Kirchen sind etwas Besonderes und unterscheiden sich von anderen Gebäuden und Räumen. Weil sie auf eine andere Wirklichkeit hinweisen als die, die uns täglich vor Augen ist: auf die Wirklichkeit Gottes.

Kirchen bieten die Möglichkeit, zur Ruhe zu kommen; einmal den Lärm und die Hektik, die das Leben jeden Tag bestimmen, draußen zu lassen; still zu werden; zu hören; nachzudenken; zu sich selber zu finden – und zu Gott.

Kirchen sind erfüllt von den Gebeten und Liedern, dem Glauben und den Hoffnungen von Menschen, die in dieser Kirche Gottesdienste gefeiert oder auch nur stille Andacht gehalten haben.

Kirchen sollen schön sein, damit Menschen sich in ihnen wohl fühlen. Es soll nicht alles nur zweckmäßig und nüchtern sein – weil unser Leben nicht nur der Zweckrationalität dienen soll; und weil Gottes Wirklichkeit sich nicht zweckrational erfassen lässt. Kirchen sollen auch schön sein, weil sie von der Schönheit Gottes künden, der in ihnen Sprechstunde hält. Und so wie die Einrichtung einer Wohnung – ja selbst des Sprechzimmers beim Arzt – etwas über die Person sagt, die da drin wohnt bzw. arbeitet, so sollen auch unsere Kirchen etwas über Gott und sein Wesen aussagen. Sie sollen alle unsere Sinne ansprechen – es soll etwas zum Hören und zum Sehen geben in den Kirchen; etwas zum Anfassen und Fühlen und Erspüren. Auf diese Weise sollen unsere Kirchen von der Liebe Gottes erzählen, auch ohne Worte.

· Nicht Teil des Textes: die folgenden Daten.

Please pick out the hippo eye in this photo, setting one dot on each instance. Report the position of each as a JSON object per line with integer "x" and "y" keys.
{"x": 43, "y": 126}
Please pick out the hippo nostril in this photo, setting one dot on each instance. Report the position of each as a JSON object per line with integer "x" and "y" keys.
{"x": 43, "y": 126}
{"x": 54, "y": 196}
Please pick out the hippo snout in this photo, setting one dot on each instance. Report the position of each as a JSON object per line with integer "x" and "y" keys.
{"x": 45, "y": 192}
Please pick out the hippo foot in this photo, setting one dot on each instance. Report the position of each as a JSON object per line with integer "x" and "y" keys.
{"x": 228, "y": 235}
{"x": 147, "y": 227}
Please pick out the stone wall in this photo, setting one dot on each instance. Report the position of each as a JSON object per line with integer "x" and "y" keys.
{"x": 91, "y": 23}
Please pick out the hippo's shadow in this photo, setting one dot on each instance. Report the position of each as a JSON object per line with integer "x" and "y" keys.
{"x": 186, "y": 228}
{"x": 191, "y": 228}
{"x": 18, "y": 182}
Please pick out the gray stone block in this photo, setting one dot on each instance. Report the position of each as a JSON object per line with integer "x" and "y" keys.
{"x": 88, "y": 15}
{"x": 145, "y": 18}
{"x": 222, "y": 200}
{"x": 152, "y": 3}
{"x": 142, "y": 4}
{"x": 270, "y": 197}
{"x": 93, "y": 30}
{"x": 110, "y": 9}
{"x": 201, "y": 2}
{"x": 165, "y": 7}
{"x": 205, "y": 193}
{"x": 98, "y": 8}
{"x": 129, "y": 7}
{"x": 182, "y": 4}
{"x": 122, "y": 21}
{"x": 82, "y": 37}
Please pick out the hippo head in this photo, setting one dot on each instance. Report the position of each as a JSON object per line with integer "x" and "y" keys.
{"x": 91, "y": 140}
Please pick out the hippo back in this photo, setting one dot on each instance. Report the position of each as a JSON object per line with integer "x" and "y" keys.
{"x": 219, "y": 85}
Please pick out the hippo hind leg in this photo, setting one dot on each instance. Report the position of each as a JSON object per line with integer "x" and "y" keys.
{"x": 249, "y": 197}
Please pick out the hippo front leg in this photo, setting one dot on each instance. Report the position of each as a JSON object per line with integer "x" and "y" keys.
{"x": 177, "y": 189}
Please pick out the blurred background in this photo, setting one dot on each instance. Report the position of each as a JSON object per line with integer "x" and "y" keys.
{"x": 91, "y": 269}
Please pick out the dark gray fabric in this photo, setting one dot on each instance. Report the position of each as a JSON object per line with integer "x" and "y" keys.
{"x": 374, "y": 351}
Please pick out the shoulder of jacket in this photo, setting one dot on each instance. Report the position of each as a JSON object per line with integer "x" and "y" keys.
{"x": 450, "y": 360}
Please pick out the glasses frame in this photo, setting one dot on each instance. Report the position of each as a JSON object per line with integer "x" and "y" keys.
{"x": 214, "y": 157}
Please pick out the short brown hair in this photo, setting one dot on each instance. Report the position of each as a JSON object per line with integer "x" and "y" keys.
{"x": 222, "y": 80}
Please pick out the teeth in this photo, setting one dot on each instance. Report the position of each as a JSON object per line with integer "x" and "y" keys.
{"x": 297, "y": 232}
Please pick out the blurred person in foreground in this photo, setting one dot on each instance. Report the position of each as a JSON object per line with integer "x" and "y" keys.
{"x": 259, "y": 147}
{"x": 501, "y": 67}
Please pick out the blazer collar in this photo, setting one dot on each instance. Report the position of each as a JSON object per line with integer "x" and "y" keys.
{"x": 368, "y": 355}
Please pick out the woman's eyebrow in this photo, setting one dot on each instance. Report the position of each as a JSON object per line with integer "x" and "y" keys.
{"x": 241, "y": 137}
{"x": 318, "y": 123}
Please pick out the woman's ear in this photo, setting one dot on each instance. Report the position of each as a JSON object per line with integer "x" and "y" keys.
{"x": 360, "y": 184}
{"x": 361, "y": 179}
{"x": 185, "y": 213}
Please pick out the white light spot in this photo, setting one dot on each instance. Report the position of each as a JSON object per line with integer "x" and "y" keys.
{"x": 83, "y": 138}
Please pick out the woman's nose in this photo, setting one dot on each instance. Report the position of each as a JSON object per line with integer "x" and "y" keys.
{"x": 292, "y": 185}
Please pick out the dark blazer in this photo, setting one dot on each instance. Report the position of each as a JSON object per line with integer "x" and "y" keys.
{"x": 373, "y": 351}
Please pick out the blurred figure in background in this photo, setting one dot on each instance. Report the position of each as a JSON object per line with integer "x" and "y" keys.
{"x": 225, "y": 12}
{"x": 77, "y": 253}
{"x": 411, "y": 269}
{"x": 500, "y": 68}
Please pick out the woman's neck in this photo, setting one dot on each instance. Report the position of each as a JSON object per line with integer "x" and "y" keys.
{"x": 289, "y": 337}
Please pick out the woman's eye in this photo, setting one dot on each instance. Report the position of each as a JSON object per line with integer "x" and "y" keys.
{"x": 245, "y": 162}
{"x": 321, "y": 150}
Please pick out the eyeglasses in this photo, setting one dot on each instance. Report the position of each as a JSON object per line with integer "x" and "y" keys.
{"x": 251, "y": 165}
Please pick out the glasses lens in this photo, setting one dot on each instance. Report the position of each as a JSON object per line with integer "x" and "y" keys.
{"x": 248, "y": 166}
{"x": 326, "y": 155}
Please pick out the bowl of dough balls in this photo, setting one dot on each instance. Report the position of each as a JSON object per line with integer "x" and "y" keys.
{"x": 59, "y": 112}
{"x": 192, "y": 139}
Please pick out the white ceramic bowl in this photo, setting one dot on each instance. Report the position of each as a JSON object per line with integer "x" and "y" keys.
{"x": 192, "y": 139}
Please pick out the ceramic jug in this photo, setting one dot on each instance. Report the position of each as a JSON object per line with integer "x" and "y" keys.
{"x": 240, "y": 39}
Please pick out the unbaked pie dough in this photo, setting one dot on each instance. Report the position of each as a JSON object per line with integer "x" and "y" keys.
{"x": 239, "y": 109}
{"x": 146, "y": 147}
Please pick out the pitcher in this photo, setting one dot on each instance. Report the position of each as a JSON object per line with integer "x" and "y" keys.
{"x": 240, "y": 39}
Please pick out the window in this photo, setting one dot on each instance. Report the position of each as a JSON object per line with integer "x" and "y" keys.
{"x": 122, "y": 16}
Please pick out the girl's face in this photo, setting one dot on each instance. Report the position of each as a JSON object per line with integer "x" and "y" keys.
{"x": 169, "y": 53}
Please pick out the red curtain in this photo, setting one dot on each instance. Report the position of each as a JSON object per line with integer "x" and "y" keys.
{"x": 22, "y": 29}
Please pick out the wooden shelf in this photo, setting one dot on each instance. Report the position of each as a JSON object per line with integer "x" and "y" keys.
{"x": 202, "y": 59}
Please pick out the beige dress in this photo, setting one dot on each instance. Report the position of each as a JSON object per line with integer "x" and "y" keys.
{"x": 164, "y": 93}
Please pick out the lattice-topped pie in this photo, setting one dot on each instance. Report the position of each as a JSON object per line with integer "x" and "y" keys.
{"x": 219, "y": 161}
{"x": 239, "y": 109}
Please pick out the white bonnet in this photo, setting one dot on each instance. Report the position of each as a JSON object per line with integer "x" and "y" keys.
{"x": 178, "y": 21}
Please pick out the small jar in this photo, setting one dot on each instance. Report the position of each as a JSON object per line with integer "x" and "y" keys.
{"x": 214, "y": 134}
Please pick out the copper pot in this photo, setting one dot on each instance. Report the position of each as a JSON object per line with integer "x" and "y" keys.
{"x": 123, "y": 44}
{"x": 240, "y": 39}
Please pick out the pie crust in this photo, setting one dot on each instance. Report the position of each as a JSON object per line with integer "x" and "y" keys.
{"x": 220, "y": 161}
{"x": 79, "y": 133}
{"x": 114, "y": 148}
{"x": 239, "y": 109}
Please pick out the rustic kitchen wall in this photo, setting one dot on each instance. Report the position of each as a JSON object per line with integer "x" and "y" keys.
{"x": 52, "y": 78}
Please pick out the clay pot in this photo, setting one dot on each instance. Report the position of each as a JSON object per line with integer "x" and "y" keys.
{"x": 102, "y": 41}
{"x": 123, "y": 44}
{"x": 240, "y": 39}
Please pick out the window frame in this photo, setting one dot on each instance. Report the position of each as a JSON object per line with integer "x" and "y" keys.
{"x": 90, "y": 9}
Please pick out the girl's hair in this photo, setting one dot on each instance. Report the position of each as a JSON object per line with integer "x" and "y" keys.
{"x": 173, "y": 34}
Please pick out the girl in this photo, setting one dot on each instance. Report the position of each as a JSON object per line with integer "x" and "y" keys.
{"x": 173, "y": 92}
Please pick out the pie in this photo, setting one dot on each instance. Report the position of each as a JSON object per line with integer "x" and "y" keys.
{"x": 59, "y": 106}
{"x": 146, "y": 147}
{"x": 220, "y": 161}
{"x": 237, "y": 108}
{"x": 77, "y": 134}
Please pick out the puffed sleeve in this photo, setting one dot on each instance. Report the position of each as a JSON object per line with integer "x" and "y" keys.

Und schließlich: Kirchen haben Fenster und Türen; Türen, die sich weit öffnen lassen. Und ganz persönlich finde ich: Sie sollen hell sein und die Welt draußen zwar abtrennen, aber nicht aussperren. Es soll deutlich werden: Was Menschen hier drin in der Kirche tun und hören, das hat mit dem Leben draußen zu tun; das will aus den Kirchenräumen heraus in die Welt.

Ich bin dankbar, dass es so viele schöne Kirchen gibt in Dörfern und Städten; so viele Kapellen in Kliniken, auf Flughäfen und in Fußballstadien. Ich freue mich, wenn auch immer mehr evangelische Gemeinden den Mut finden, ihre Kirchen nicht nur zum Gottesdienst zu öffnen. Denn schließlich gibt es bei Gott ja auch keine eingeschränkten Sprechzeiten.